For instance, authorities may try to pinpoint the specific future whereabouts of a suspect by scanning his or her Facebook page for clues. If the individual says he or she is going to a professional baseball game the next day, authorities may send officers to intercept the suspect at the stadium. They can also inform stadium employees to be on the lookout for the fugitive in order to further beef up their surveillance.

“Criminal defendants might not realize it, but they may be inadvertently disclosing where they are going to be at a certain point in time by posting information online,” Jackson says. 


Don’t Play Dumb

McCombs’ run-in with the law also serves as a clear example of how not to react to a warrant for your arrest. One of the most important lessons to take away is to always exercise your right to remain silent, whether in-person or online. 

Mitch Jackson

Mitch Jackson

“A good criminal defense attorney, in most cases, will counsel his or her client not to talk to anybody and not to say anything,” Jackson says. “One of the reasons for this is because it is not what you say but how you say it. And if you are representing a client who is innocent, that client may not be able to articulate his or her innocence.”

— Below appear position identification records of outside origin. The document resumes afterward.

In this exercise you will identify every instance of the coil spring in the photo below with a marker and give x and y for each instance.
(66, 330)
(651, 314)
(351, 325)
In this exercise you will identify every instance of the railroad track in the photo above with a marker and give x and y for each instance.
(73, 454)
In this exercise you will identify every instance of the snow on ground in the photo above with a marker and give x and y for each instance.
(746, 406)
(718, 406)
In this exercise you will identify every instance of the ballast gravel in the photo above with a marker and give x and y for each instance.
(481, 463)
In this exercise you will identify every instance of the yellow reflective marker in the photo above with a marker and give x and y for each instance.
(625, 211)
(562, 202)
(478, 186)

However, with the advent of social media, some criminal defense attorneys have begun to capitalize on this easily accessible and far-reaching platform to voice their client’s defense.

“Over the past two years, we have seen more and more criminal defense attorneys use social media, the Internet and mainstream media to argue their clients cases outside of the presence of a jury,” Jackson says.

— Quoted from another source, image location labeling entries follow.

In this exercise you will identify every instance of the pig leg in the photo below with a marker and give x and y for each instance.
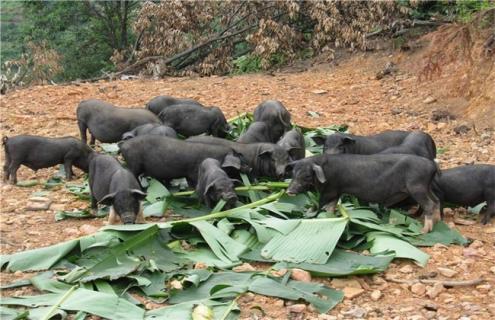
(489, 212)
(113, 218)
(431, 206)
(140, 217)
(82, 130)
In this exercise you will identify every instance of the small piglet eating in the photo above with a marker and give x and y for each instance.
(113, 185)
(349, 143)
(150, 128)
(166, 158)
(293, 142)
(257, 132)
(40, 152)
(157, 104)
(469, 185)
(191, 120)
(214, 184)
(108, 123)
(384, 179)
(276, 117)
(265, 159)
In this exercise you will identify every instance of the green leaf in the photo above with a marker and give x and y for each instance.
(384, 243)
(37, 259)
(311, 241)
(343, 263)
(224, 247)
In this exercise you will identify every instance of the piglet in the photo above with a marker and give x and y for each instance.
(468, 186)
(113, 185)
(41, 152)
(214, 184)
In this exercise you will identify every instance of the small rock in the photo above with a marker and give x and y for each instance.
(418, 288)
(87, 229)
(476, 244)
(434, 291)
(326, 317)
(342, 283)
(279, 272)
(355, 312)
(300, 275)
(484, 287)
(446, 272)
(376, 295)
(406, 269)
(73, 232)
(245, 267)
(37, 206)
(297, 308)
(319, 91)
(429, 100)
(351, 292)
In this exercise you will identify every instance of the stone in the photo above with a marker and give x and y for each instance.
(446, 272)
(73, 232)
(429, 100)
(297, 308)
(38, 206)
(418, 288)
(245, 267)
(351, 292)
(376, 295)
(476, 244)
(433, 291)
(406, 269)
(300, 275)
(343, 282)
(87, 229)
(355, 312)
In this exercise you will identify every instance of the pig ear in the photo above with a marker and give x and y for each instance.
(209, 188)
(231, 160)
(108, 199)
(348, 140)
(319, 173)
(138, 194)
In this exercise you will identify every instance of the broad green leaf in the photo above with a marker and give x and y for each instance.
(37, 259)
(384, 243)
(343, 263)
(224, 247)
(311, 241)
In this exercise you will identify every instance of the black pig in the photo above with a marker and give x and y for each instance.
(165, 158)
(115, 186)
(157, 104)
(385, 179)
(214, 184)
(108, 123)
(257, 132)
(150, 128)
(468, 186)
(192, 120)
(275, 115)
(293, 142)
(265, 159)
(40, 152)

Another crucial lesson to be learned from McComb’s Facebook incident is to not evade the authorities if you have a warrant out for your arrest.

“Retain an experienced criminal defense attorney and coordinate your surrender to the authorities with the attorney’s guidance,” Jackson says. “If you can’t afford a lawyer, it is usually best to immediately turn yourself in.”

Finally, if you do engage law enforcement in conversation, the last thing you want to do is taunt them.

“By cooperating with the authorities and by not thumbing your nose at them, you are maximizing your chances of a fair and reasonable prosecution and, if found guilty, a fair and reasonable sentence.”